Oskarżeni nie przyznali się do popełnienia zarzucanego im czynu.

A. D. wyjaśnił, że pokrzywdzony pożyczył od niego 300 tys. zł., których mu nie oddał. Umowę sporządziła B. O.. Dane pożyczkobiorcy wziął z wcześniej podpisanej przez niego umowy dotyczącej sprzedaży L.. Nie weryfikował jego danych z dowodem osobistym. Do transakcji doszło w Mc D. w C.. Umowę podpisali na parkingu. Towarzyszył mu wówczas W. P.. Dodał, że pokrzywdzony chciał pożyczyć pieniądze od W. P., ale ten nie miał wówczas gotówki. Zaprzeczył jakoby J. G. podpisywał jakąkolwiek kartkę in blanco.

W. P. wskazał, że pożyczył J. G. 300 tys. zł. Po jakimś czasie pokrzywdzony zwrócił się do niego o kolejną pożyczkę w takiej samej kwocie. Nie miał wówczas gotówki, więc zaproponował udzielenie pożyczki A. D.. Dodał, że druk umowy wypełniła B. O., wpisując podane przez niego dane. Do przekazania pieniędzy doszło na parkingu, gdzie również podpisano umowę.

B. O. wskazała, że wydrukowała szablon umowy, na którym odręcznie wpisała dane pokrzywdzonego, przekazane jej przez W. P.. Umowę przekazała W. P. i A. D.. Na umowie nie było wówczas żadnego podpisu.

Ustalając stan faktyczny za prawdziwe uznano wyjaśnienia W. P., iż pożyczył J. G. 300 tys. zł. Ten fakt potwierdza sam pokrzywdzony, umowa z k 10-11 akt sprawy II C 102-13 oraz opinia biegłego wskazująca, iż na w/w umowie podpis złożył pokrzywdzony.

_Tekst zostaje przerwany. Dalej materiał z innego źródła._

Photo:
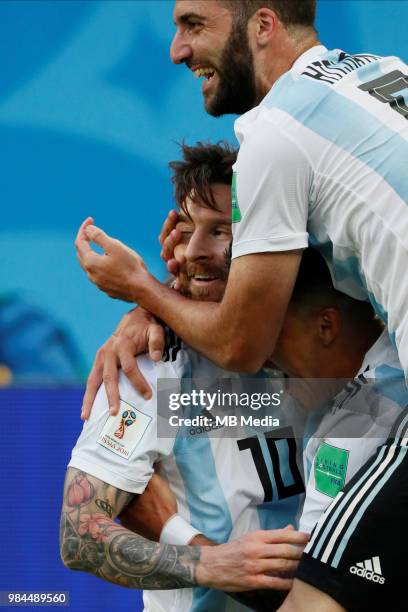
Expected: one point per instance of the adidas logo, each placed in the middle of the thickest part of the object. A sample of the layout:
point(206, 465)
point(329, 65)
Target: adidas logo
point(369, 569)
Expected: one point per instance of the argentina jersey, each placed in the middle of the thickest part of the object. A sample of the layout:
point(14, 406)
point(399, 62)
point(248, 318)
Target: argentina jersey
point(358, 421)
point(323, 161)
point(226, 487)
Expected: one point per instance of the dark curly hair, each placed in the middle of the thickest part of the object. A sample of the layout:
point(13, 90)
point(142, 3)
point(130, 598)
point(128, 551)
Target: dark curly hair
point(201, 166)
point(290, 12)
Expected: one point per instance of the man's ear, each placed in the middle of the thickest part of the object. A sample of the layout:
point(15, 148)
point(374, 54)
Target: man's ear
point(264, 24)
point(329, 325)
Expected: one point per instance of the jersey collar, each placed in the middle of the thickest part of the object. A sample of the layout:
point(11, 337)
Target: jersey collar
point(309, 56)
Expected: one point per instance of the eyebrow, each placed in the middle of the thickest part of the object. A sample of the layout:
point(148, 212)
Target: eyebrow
point(185, 17)
point(183, 217)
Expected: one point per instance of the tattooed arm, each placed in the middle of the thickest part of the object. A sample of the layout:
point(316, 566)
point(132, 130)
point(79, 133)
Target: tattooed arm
point(91, 541)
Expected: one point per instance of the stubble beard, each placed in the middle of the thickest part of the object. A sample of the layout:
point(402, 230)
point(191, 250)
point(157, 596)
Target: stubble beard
point(236, 92)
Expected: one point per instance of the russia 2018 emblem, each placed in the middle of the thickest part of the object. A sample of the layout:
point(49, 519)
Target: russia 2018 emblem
point(123, 432)
point(128, 418)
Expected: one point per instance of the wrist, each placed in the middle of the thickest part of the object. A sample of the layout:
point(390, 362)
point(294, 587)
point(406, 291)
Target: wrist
point(204, 570)
point(141, 289)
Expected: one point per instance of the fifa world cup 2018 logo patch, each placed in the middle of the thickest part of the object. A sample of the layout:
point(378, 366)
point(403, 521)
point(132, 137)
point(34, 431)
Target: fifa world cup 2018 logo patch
point(128, 418)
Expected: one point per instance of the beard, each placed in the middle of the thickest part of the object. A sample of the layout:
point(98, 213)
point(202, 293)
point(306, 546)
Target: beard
point(220, 272)
point(236, 92)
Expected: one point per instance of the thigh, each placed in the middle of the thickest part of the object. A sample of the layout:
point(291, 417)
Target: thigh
point(357, 550)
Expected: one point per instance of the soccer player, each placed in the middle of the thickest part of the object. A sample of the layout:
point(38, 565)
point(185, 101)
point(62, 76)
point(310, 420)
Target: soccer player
point(217, 481)
point(323, 159)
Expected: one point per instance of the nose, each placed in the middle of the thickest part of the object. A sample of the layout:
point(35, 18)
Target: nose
point(180, 49)
point(197, 248)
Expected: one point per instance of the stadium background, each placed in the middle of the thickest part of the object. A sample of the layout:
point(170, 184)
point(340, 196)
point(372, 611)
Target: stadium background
point(90, 113)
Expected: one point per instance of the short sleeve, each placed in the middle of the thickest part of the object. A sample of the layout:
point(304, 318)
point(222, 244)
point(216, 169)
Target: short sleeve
point(121, 450)
point(271, 186)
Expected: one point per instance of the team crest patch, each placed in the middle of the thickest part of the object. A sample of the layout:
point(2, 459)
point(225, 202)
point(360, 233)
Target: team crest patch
point(330, 468)
point(123, 432)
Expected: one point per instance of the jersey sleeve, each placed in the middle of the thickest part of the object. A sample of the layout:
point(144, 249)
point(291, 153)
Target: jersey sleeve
point(333, 463)
point(122, 450)
point(270, 195)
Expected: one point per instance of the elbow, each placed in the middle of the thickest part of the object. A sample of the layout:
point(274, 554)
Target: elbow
point(238, 356)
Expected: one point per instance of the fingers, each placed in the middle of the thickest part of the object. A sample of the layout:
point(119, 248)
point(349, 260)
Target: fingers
point(173, 266)
point(168, 226)
point(82, 241)
point(98, 236)
point(170, 244)
point(92, 385)
point(155, 341)
point(111, 381)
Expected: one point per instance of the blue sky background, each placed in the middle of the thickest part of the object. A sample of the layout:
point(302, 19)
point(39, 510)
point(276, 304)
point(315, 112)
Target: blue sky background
point(90, 112)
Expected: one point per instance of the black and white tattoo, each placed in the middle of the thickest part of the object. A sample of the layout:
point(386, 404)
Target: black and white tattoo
point(91, 541)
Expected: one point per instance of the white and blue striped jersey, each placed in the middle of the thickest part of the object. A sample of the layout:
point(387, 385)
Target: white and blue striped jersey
point(358, 421)
point(323, 160)
point(225, 487)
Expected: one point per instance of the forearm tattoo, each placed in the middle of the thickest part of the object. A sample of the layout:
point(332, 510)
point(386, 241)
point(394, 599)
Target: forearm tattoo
point(91, 541)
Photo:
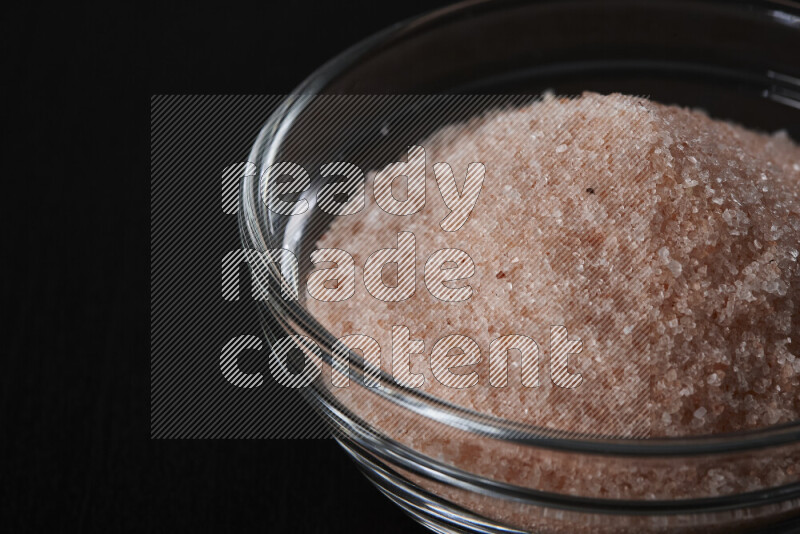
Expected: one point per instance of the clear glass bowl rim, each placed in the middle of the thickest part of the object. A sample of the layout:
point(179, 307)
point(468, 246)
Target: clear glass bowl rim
point(300, 322)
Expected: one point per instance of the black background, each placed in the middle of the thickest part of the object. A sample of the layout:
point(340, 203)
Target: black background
point(76, 450)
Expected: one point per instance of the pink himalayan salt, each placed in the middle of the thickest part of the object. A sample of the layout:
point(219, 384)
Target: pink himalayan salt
point(665, 240)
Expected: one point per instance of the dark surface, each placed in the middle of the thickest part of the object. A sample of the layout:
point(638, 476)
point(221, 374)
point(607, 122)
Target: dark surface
point(76, 444)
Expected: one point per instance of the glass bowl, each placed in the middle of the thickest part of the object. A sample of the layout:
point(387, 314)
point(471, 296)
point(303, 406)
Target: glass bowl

W. P. dodał, że później pokrzywdzony zwrócił się do niego z prośbą o kolejną pożyczkę w takiej samej wysokości. Ponieważ nie miał gotówki zaproponował udzielenie pożyczki A. D.. Te fakty potwierdza A. D. wyjaśniając, iż pożyczył pokrzywdzonemu kwotę 300 000 zł., której ten nie chciał mu zwrócić. W związku z tym wystąpił z pozwem do sądu. Zwrócić w tym miejscu należy uwagę na daty wskazane na umowach. Pierwsza z nich datowana jest na 31.07.2010 r. Należność miała być zwrócona 31.12.2010 r., na k 5 akt II C 102/13 znajdują się gwarantujące jej wykonanie weksle datowane na 16.11.2012 r. Kolejna pożyczka miała być spłacona 20.11.2012 r. brak jest w niej dnia zawarcia umowy. Powyższe dokumenty wskazują na prolongowanie spłaty pierwszej z pożyczek, co poważa tezę jakoby pokrzywdzony nie potrzebował pieniędzy oraz uwiarygodnia stwierdzenia W. P., iż nie miał gotówki, aby udzielić pokrzywdzonemu kolejnej pożyczki i dlatego skierował go do A. D..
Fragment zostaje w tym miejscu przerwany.